Continuing a tradition that began in 2006, the DFT — part of the Detroit Institute of Arts (DIA) — will present all 10 films nominated in both categories in a one-night program every weekend, through Feb. 17. Elliot Wilhelm, the film curator of the DIA, said in an interview with Toledo Free Press Star, said that the event is consistently one of the theater’s most popular, regularly selling out.
“The program does well all around the country. But one of the things that seems to be most appealing to Detroiters is that we present it all in one big program, rather than dividing the live action and animation into two separate performances. In most cities, you have to buy a ticket to go to either one or the other, and two tickets if you want to see both. But we feel that people want to make an evening of it, or day of it,” Wilhelm said.
But for true Oscar completists, at least one more trip will be required. This year, for the first time, the DFT will be showing all five nominees in the Best Documentary Short category, as well, in a one-time performance on Thursday, Feb. 21 at 8 p.m.

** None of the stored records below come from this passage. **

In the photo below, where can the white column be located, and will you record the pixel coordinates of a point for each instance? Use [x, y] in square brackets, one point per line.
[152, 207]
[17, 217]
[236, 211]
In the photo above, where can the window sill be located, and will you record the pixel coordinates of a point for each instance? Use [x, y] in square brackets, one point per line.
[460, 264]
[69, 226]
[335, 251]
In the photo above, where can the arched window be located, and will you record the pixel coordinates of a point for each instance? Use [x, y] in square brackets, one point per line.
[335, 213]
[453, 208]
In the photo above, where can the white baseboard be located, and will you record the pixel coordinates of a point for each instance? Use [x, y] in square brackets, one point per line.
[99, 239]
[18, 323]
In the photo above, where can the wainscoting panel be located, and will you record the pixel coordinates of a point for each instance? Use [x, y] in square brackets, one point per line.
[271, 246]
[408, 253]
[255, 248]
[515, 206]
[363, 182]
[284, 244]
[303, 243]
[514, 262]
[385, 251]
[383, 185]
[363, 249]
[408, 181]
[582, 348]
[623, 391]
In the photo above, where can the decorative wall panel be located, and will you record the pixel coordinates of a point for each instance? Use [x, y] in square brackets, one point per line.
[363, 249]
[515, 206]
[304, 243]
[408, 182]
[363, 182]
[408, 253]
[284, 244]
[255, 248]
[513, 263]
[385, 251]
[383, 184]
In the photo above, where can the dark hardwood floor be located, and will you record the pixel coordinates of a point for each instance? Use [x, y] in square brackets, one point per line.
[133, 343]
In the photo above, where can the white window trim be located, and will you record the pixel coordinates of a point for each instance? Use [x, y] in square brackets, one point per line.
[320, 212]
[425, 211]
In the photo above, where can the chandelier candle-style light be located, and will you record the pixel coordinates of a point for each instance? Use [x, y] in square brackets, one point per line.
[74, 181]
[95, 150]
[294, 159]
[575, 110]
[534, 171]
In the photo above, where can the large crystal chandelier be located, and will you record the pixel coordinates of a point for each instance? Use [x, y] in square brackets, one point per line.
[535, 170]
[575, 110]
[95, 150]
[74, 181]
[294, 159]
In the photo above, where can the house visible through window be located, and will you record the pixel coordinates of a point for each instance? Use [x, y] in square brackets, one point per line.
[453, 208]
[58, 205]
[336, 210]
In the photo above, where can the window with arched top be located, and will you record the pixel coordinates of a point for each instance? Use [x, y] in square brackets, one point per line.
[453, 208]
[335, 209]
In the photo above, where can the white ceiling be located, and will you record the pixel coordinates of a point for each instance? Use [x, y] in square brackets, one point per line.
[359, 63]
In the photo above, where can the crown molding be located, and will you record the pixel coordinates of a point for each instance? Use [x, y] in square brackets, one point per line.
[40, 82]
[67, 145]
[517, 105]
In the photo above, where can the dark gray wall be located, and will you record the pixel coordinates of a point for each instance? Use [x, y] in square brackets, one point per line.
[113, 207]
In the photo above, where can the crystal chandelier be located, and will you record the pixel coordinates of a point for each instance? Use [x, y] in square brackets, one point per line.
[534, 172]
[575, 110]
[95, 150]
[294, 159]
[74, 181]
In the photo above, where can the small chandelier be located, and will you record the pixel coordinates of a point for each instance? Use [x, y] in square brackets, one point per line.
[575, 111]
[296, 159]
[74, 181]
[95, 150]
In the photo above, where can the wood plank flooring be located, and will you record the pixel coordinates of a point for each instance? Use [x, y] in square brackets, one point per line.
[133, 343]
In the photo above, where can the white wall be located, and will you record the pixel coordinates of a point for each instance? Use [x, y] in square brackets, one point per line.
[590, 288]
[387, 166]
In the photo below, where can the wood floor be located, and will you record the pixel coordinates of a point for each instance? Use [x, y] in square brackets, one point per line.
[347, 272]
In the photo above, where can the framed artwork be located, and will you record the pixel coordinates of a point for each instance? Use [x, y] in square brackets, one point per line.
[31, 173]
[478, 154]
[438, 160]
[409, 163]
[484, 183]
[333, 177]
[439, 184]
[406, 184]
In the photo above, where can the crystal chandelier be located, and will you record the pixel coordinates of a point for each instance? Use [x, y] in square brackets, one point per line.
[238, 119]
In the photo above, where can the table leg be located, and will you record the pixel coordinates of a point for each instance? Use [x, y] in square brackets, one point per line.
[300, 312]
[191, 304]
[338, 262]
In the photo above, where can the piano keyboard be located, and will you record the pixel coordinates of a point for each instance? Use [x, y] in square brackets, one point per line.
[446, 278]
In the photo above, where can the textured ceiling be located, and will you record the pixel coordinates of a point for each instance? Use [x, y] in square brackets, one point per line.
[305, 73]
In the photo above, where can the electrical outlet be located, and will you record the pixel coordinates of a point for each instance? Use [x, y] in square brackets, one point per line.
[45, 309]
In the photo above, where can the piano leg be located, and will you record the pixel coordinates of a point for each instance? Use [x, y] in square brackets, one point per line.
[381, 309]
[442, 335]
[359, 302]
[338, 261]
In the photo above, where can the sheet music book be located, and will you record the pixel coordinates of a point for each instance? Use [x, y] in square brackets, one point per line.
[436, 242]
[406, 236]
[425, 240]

“One of the reasons we have to do that is, at a certain point, it simply becomes too long. The program with the live action shorts and the animated shorts, just this year with the 10 nominees, comes to about three hours. Which is eminently doable for an audience, particularly with a break in the middle. The documentary program this year, all by itself, runs close to four hours,” Wilhelm said.
“The thing is, you never really know what those running times are gonna be when you book the program, because we don’t know what’s gonna be nominated. But this year, the nominees in the documentary category just ended up being exceptionally long, whereas the nominees in the animation category are as short as two minutes this year.”
Another unknown is how popular the documentaries will be in comparison to their fictional counterparts. While the showing of the traditional shorts has consistently been one of the institute’s most popular events, Wilhelm noted how the performance of the docs is a bit of a gamble, though a measured one.
“Documentaries have been taken much more seriously and have been much more successful in terms of getting theatrical releases and doing well in the box office department than they have in decades past. So I absolutely have high hopes for that program.”
Wilhelm, who gets to screen all the nominees in advance, was ecstatic at the quality of the films being presented, though he declined to name any personal favorites. But one thing he will endorse without reservation is the experience of seeing the films again with a full house in his theater.
“Watching them again with the audience, they’re very different what it was than what I experienced when I was watching them alone. I may have a personal reaction to them, but then you realize how they work on an audience, and how each audience has a different personality — every night, every performance, of all the films we show, there’s a different response. It may be similar, but it’s always slightly different. And audiences are like a living thing, they do have personality.”
Indeed, in an era where more distribution options are open to filmmakers than ever before, one thing people often miss out on is the chance to see films with a crowd — which, naturally, is the movies’ natural habitat.
“If you’re watching films like this that do tend to get a real response from an audience — some of them are really funny, some of them are very poignant — but if you’re seeing these movies with a thousand other people, it’s a totally transformative thing, because the audience has personality. And it’s not like sitting there watching them on TV in your living room, and you may react one way and it’s all something you keep to yourself.
“It reminds you of the great days of moviegoing, and that there’s real joy in audiences coming together to see a movie,” Wilhelm said.